HUA HIN, Thailand: Southeast Asian Nations (Asean) want to negotiate as a group with the European Union for a proposed free-trade agreement (FTA), Indonesia’s trade minister said Sunday.
The 10-member Association of Southeast Asian Nations has signed a number of free trade pacts and is looking to further boost trade to protect its export-driven economies from the global financial meltdown.
“We still maintain that if there’s going to be an Asean-EU FTA then it has to be region to region.

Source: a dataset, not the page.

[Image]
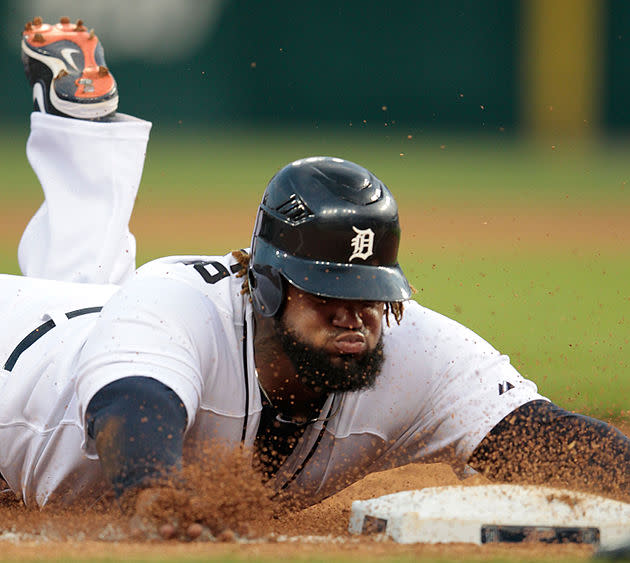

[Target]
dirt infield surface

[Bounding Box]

Asean has not changed on that position,” Trade Minister Mari Pangestu said in an interview.
Britain’s Minister for Trade and Investment Gareth Thomas told Agence France-Presse in January that both regional groupings should adopt a new approach in ongoing free-trade negotiations in an effort to speed up the talks.
He said that the EU could negotiate deals with individual Asean states instead of talking to the 10-nation bloc as a whole, and that bilateral pacts could later be developed into a regional agreement.
Pangestu said Asean wanted a region-to-region pact, although countries were free to negotiate bilateral trade agreements with the EU if they were approached.
“If some countries are going to be approached for bilaterals, that’s another issue . . . that is their right to do it,” she said in the interview on the sidelines of an Asean summit in the Thai beach resort of Hua Hin.
“But I don’t think we want to have a situation where they negotiate bilaterally with only a few and then try to add it up for that becoming an Asean-EU [pact].”
Asean and the EU agreed in May 2007 to launch negotiations for a regionwide free-trade accord. But the talks have made little progress due to problems including EU concerns over rights violations in Asean member Myanmar.
Asean Secretary General Surin Pitsuwan said last year that a free trade agreement between the bloc and the EU was one of the most challenging to negotiate due to the complexity of the talks.
An Asean-EU free-trade zone would cover nearly one billion people, making it one of the world’s largest.
The Southeast Asian grouping has signed free trade pacts with Australia and New Zealand as well as with China, Japan and South Korea. It expects to sign an agreement with India later this year.
Asean groups Brunei, Cambodia, Indonesia, Laos, Malaysia, Myanmar, the Philippines, Singapore, Thailand and Vietnam.